Les liquides sont très rarement employés seuls, mais généralement en association avec des solides isolants (isolations imprégnées). Outre le rôle de contribuer à l’isolation électrique, ces liquides permettent de réduire, voire d’éliminer les décharges partielles. Enfin, leur rôle caloporteur dans de nombreux appareils est très important. Dans certains cas spécifiques, ils ont pour fonction également de ralentir l’oxydation.
Dans tous les cas, le passage du courant électrique implique qu’il y ait un échange de charges aux interfaces métalliques ou isolantes avec une certaine cinétique : des charges peuvent disparaître, être créées (injectées) ou bloquées.
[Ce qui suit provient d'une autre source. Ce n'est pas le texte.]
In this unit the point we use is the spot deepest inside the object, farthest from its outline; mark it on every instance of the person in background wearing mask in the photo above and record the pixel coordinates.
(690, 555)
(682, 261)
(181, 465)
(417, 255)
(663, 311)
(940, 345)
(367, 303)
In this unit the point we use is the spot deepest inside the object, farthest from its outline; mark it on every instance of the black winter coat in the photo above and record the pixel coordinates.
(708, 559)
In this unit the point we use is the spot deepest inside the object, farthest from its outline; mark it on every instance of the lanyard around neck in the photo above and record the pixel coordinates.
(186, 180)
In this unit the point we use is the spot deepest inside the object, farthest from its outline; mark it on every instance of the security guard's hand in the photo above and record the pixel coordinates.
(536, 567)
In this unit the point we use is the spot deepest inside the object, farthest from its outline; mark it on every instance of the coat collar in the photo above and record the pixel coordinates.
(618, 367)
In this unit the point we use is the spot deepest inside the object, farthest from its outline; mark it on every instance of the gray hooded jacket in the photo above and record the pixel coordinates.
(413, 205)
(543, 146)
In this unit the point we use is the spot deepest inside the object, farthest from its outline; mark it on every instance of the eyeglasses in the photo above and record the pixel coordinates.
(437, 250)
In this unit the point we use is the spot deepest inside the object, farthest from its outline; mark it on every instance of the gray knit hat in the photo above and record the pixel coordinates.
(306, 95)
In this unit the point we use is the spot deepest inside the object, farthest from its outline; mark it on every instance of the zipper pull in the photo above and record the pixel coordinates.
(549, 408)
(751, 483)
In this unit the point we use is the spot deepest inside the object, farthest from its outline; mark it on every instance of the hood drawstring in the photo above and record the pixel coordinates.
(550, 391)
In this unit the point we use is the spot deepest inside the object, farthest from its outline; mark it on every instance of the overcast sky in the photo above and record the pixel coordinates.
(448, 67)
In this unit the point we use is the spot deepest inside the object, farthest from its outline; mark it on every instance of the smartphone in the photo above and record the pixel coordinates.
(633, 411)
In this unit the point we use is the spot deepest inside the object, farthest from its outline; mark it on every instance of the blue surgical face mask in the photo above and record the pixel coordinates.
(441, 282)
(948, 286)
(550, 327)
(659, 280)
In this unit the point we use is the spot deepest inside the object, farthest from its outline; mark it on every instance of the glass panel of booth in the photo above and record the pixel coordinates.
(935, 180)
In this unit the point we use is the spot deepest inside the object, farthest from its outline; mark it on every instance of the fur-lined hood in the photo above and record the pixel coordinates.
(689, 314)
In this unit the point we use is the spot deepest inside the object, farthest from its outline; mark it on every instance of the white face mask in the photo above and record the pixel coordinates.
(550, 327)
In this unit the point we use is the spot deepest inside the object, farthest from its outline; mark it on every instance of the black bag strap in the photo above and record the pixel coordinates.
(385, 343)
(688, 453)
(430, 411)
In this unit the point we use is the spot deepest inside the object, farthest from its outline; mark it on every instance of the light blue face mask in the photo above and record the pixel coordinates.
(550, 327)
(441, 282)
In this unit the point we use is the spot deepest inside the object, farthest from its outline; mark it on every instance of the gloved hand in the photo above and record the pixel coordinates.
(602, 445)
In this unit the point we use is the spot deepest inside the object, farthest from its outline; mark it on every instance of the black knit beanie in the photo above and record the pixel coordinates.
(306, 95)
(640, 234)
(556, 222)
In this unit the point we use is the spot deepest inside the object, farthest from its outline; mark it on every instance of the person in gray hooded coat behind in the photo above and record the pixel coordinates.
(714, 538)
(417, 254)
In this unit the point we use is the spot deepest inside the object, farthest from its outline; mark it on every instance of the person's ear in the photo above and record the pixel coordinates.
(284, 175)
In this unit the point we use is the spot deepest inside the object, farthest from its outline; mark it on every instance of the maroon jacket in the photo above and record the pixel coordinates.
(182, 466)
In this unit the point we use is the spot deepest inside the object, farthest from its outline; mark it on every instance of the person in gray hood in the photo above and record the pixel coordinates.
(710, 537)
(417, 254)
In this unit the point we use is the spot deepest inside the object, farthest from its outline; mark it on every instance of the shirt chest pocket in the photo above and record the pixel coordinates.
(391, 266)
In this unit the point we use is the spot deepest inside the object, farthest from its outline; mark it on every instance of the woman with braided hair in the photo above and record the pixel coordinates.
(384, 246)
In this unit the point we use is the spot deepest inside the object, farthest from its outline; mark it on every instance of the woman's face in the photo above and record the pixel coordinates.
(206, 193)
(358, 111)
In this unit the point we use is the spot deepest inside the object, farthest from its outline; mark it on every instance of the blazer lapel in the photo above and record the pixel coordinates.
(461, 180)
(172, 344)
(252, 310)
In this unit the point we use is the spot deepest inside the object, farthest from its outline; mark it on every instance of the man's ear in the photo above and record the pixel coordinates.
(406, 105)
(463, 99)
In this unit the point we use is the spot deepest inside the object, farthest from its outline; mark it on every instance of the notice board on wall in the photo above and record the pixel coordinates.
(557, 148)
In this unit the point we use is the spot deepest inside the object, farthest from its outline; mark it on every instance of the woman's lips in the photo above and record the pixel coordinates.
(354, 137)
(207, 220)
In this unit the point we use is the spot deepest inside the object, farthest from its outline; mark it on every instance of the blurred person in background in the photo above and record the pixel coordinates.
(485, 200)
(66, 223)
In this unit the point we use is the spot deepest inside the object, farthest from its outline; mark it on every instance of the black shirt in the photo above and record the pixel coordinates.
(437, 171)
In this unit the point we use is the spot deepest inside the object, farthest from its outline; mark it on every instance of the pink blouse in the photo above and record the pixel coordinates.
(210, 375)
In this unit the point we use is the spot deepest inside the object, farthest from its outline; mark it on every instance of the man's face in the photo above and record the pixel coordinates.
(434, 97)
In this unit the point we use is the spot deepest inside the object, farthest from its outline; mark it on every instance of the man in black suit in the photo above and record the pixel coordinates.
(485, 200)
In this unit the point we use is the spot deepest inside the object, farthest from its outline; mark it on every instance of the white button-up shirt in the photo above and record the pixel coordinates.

L’examen de tels mécanismes est également abordé en électrochimie, ou dans le domaine de la physique des semi-conducteurs.
Pour l’ingénieur électricien, le problème majeur est celui des pertes par conduction et de la tenue diélectrique aux temps longs (vieillissement) ou lors de surtensions ; en général, la tension appliquée est alternative, de basse fréquence (50 à 400 Hz). Les isolants liquides et solides sont utilisés en association dans des géométries complexes, souvent sous contraintes conjuguées électriques, thermiques, mécaniques, etc.
La compréhension des mécanismes de génération et de transport de charge, ainsi que des phénomènes électrochimiques et électrohydrodynamiques, constitue une étape importante pour l’interprétation des phénomènes de préclaquage et de claquage, à court et à long terme, des liquides.
Une isolation est soumise à une tension (alternative, continue, impulsionnelle), mais la distribution du champ électrique, au sein des matériaux et en fonction du temps, peut être fortement modifiée par la présence de charges spatiales. Celles-ci peuvent créer des renforcements locaux du champ électrique susceptibles de conduire au claquage de l’isolation. Ces effets, dominants en général sous champ élevé (et souvent présents sous tension de service), donnent lieu à une conduction non linéaire (le comportement du liquide n’est plus ohmique).
Dans cet exposé, nous analysons les divers mécanismes de conduction en examinant des situations bien définies : géométrie plane, liquide de formule chimique simple dont on contrôle la conductivité par adjonction d’électrolytes connus, électrodes choisies pour leurs propriétés de collecteurs ou d’injecteurs de charges. Nous examinons également le comportement de liquides dans les situations où ils sont utilisés dans la pratique industrielle.